Mesmo considerados como adeptos do “padrão de excelência”, estabelecimentos em todo o mundo permitem que visitantes façam carinho, alimentem e tirem selfies com animais.
Por Rachel Fobar (National Geographic)
Em novo relatório, um grupo de defesa do bem-estar animal identificou centenas de zoológicos afiliados à World Association of Zoos and Aquariums (WAZA) como responsáveis por maus-tratos a animais, obrigando grandes felinos a participarem de espetáculos no estilo gladiador, elefantes a jogarem basquete e chimpanzés de fraldas a andarem em lambretas.
A WAZA, fundada em 1935, é uma organização global de zoológicos e aquários que promove a preservação e o bem-estar animal. Ao contrário da Association of Zoos and Aquariums dos Estados Unidos (AZA), que exige que seus membros passem por um processo de credenciamento, a WAZA é uma organização afiliada que não exige credenciamento.
Segundo Gavrielle Kirk-Cohen, diretora de comunicações da WAZA, a organização conta com associações afiliadas responsáveis pelo credenciamento e pela aplicação de suas normas a zoológicos e aquários que sejam seus membros. Para se tornar membro da WAZA, é preciso preencher um requerimento, enviar cartas de recomendação de dois outros membros da WAZA e pagar uma taxa. Zoológicos, por exemplo, pagam 2,5 mil euros.

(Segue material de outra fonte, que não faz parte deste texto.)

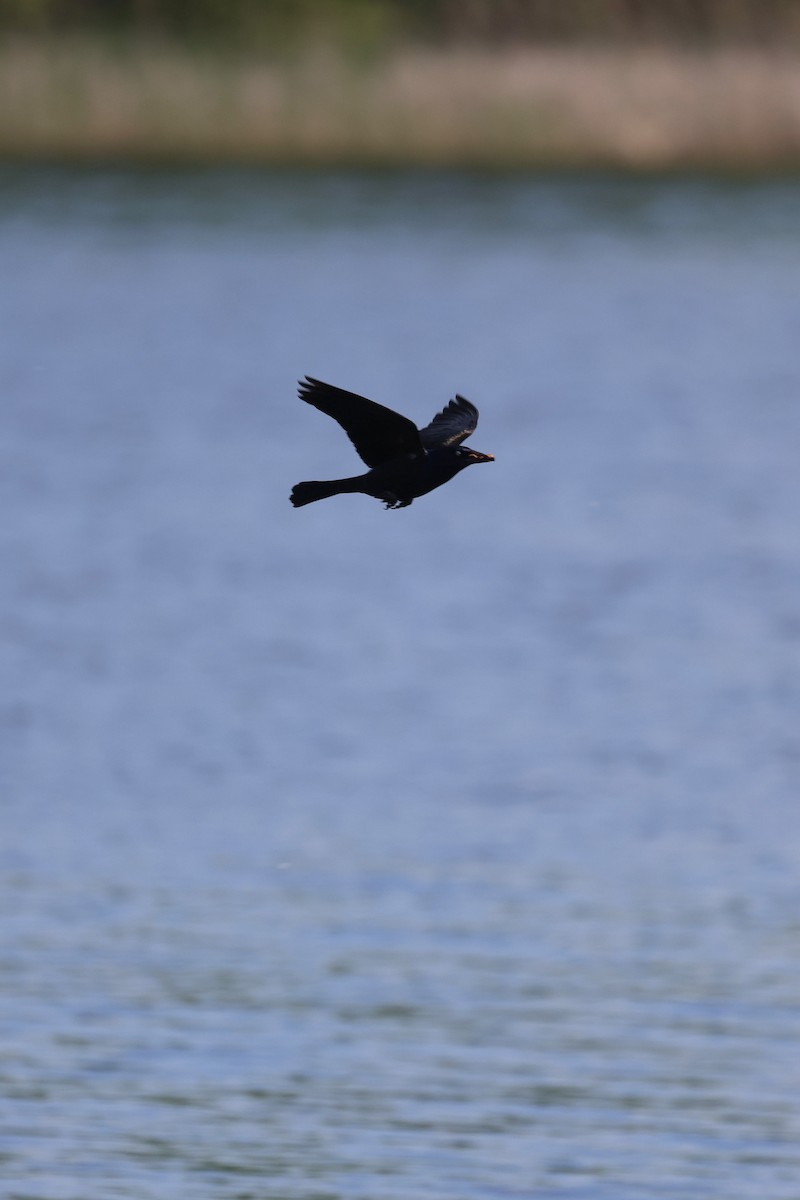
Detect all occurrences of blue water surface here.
[0,168,800,1200]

Segundo o relatório da World Animal Protection (WAP), organização internacional sem fins lucrativos que promove o bem-estar e tratamento humano a animais, 75% dos 1.241 membros da WAZA — inclusive aqueles definidos pela WAP como membros “indiretos” (zoológicos ou aquários pertencentes a associações afiliadas da WAZA) — oferecem ao menos uma interação entre visitantes e animais. A WAZA, que não reconhece membros indiretos, alega que são apenas 400 membros em todo o mundo. Esse contato, destaca o relatório, pode ser prejudicial ao bem-estar físico e mental dos animais e, geralmente, requer métodos de treinamento que envolvem a separação prematura das mães, imobilização física e condicionamento à base de medo e dor.
“Os zoológicos exercem um papel quase sagrado na preservação”, afirma Neil D’Cruze, consultor global de animais silvestres da WAP, que forneceu contribuições ao relatório. “É hora de a WAZA dar um passo para trás e assumir um papel de liderança que nós, como visitantes, sem mencionar o fato da WAP ser uma ONG, precisamos que ela assuma.”

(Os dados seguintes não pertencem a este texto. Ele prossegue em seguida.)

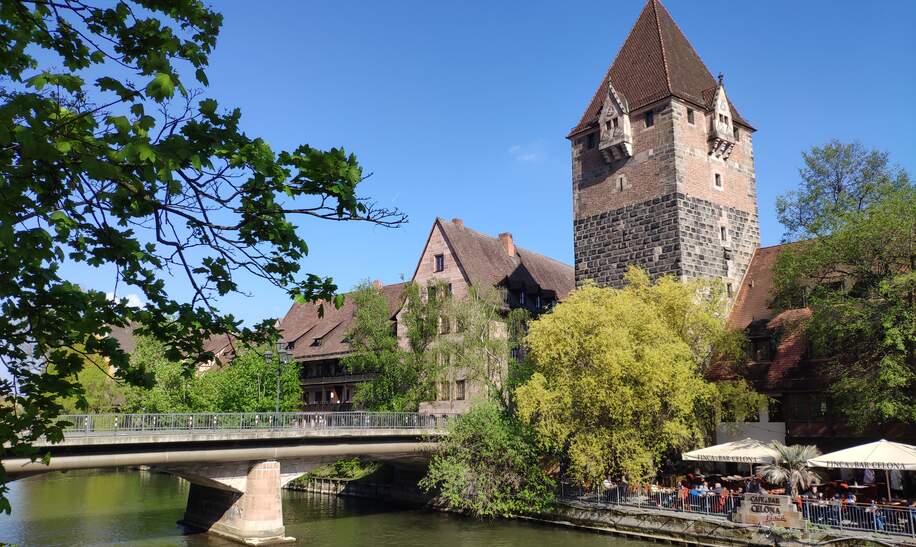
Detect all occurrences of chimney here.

D’Cruze afirma que a WAP incluiu membros indiretos no relatório porque acredita que a WAZA deveria, no mínimo, estabelecer um código de ética e uma política de bem-estar animal para esses zoológicos e aquários, que atualmente não possui.
Os pesquisadores do relatório identificaram diversos locais que requerem atenção especial, os quais visitaram junto com pesquisadores da organização de defesa animal Change For Animals Foundation. São locais como o African Lion Safari no Canadá, o Cango Wildlife Ranch na África do Sul e o SeaWorld San Antonio no Texas. A WAP considera o SeaWorld como um membro indireto porque ele foi credenciado pela Association of Zoos and Aquariums (AZA), que é membro da WAZA.
O relatório da WAP criticou o African Lion Safari, que também conta com outros animais africanos, por oferecer passeios montados em elefantes.
Representantes do African Lion Safari não responderam aos pedidos de comentários.
O relatório contou que o Cango Wildlife Ranch “oferece aos visitantes a oportunidade de fazer carinho em guepardos e servais em recinto fechado, tirando selfies com os animais sob a supervisão de funcionários”.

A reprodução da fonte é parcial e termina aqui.